We spent the next half hour of our precious baby's life holding her, taking in all her details, trying to etch them into our memory forever. I was so out of it from the pain relievers- that this time is a blur for me. I wish I would have never had that second dose. I was so drowsy... The hospital chaplain came to give her a name blessing,bless his heart.... I have a feeling this young fellow had never been through anything like this as for most of the time he was there...he was speechless...and one of the only things he could think of to say was “Well Tom, how are you feeling?” Poor Guy!! It was then that Tom told him we just needed some time with our baby by ourselves. He left pretty fast!! But we are thankful he was there to bless our baby.

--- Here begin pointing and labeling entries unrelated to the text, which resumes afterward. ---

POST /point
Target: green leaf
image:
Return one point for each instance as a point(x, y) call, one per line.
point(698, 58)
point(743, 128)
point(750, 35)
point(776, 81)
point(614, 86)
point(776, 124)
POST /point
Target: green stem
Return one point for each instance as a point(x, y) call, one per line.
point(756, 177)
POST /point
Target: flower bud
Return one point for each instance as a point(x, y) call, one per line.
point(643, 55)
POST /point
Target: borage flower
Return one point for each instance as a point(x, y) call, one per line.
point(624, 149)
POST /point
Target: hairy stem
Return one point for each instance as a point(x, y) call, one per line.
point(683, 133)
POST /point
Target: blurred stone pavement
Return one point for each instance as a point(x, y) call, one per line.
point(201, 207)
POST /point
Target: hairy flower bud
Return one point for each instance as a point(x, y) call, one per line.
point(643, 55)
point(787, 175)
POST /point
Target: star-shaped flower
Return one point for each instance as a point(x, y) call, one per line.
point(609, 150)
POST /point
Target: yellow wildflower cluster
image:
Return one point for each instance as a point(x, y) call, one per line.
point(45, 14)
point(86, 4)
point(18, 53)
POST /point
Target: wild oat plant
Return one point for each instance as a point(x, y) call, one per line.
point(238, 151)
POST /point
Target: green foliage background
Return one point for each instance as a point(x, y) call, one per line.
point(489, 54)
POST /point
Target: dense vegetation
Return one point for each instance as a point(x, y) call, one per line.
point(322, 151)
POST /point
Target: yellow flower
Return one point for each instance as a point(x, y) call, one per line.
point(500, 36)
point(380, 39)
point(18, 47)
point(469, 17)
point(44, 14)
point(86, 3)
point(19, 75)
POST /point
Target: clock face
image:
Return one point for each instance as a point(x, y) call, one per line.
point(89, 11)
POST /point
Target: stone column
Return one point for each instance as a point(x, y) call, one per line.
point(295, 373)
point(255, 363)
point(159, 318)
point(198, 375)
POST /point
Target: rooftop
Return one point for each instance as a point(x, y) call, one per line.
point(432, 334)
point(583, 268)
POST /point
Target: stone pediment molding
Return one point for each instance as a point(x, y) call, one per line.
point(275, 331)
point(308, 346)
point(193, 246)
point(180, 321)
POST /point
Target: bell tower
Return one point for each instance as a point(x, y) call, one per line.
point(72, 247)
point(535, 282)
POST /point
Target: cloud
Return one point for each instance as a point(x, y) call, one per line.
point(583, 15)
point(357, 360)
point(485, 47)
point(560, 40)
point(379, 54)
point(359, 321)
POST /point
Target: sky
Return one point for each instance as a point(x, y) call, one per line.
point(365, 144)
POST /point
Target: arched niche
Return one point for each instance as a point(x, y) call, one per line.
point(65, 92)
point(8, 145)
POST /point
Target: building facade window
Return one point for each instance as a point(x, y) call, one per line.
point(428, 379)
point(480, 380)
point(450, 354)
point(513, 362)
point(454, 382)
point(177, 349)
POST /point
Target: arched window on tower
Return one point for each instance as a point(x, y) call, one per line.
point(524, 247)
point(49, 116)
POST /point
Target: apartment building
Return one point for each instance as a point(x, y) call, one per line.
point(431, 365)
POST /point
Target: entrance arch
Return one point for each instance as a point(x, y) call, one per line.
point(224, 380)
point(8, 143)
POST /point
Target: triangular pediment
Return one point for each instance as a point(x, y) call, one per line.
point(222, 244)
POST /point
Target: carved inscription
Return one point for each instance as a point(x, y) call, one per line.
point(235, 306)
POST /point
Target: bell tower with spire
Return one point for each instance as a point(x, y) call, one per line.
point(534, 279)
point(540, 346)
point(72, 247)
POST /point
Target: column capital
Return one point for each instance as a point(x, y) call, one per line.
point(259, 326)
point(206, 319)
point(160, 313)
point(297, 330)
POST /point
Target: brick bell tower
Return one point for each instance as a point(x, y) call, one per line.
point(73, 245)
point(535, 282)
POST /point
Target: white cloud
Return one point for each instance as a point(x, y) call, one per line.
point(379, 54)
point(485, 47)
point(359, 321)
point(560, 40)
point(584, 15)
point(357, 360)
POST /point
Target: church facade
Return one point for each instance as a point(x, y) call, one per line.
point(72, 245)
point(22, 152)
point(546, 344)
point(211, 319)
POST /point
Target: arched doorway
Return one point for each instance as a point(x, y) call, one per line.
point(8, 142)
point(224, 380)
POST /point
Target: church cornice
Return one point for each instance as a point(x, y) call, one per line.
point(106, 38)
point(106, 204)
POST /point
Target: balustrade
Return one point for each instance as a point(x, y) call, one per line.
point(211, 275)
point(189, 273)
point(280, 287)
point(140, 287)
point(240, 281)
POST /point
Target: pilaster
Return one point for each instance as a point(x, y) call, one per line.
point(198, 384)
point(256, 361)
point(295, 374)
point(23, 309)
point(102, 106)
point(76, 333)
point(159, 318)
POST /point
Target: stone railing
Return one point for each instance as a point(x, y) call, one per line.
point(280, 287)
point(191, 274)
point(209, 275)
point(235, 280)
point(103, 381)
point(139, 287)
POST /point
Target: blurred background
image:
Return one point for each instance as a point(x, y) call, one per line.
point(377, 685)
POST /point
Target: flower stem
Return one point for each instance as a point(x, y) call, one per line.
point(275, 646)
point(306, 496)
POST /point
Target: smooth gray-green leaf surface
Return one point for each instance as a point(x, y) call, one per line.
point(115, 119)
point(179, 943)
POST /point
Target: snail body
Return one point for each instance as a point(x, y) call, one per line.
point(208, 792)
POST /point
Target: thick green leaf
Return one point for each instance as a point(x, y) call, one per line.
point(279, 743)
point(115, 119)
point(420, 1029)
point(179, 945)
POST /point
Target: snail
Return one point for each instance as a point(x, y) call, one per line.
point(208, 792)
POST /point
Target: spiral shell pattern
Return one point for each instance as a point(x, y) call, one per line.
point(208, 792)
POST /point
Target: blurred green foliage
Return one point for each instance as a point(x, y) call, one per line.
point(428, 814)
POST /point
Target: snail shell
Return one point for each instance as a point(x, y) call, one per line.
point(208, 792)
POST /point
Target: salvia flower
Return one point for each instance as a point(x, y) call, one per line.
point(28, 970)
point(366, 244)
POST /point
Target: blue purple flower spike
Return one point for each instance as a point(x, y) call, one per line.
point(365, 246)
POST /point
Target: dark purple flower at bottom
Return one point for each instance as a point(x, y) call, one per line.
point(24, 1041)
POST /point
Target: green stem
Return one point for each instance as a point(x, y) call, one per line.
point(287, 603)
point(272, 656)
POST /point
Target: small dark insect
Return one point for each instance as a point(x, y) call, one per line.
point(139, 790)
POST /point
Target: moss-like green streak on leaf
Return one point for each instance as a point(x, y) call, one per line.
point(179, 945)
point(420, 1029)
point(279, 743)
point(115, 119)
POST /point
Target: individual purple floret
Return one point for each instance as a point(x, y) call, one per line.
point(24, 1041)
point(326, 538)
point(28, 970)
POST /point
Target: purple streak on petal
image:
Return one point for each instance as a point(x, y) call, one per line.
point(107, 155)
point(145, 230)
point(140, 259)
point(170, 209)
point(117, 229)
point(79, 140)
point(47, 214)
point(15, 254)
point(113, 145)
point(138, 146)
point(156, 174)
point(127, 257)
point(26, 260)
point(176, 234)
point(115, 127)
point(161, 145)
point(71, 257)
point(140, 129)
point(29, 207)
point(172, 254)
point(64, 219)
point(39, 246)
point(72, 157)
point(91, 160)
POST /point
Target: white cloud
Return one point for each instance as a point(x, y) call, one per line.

Alyssa Grace Trotter then quietly went to Heaven in her Daddy's arms on Nov.14 about a half hour after she came to us. Our nurse occasionally checked in on us to see if we needed anything. She dressed Alyssa for us and took some pictures, before she took her away forever. As I cried afterwards—she said she could bring her body back to me if I needed...but I knew if she brought her back- I would never let her go willingly again...and I was so tired. Maybe I should have drifted into a soft nap with my baby..and then let her go...all the what ifs..ya know? I now also wish I would have had the chance to give her a bath and dress her myself. After Alyssa was gone and Tom went home to check on our daughter, my parents came to the hospital to support me as well. Tom and I had decided beforehand that we wanted to share our time with our baby before she died with no one- but us. I also now wish I would have let my parents see and hold their granddaughter... for their hurt was not only for their loss of a granddaughter but because there own daughter was hurting as well.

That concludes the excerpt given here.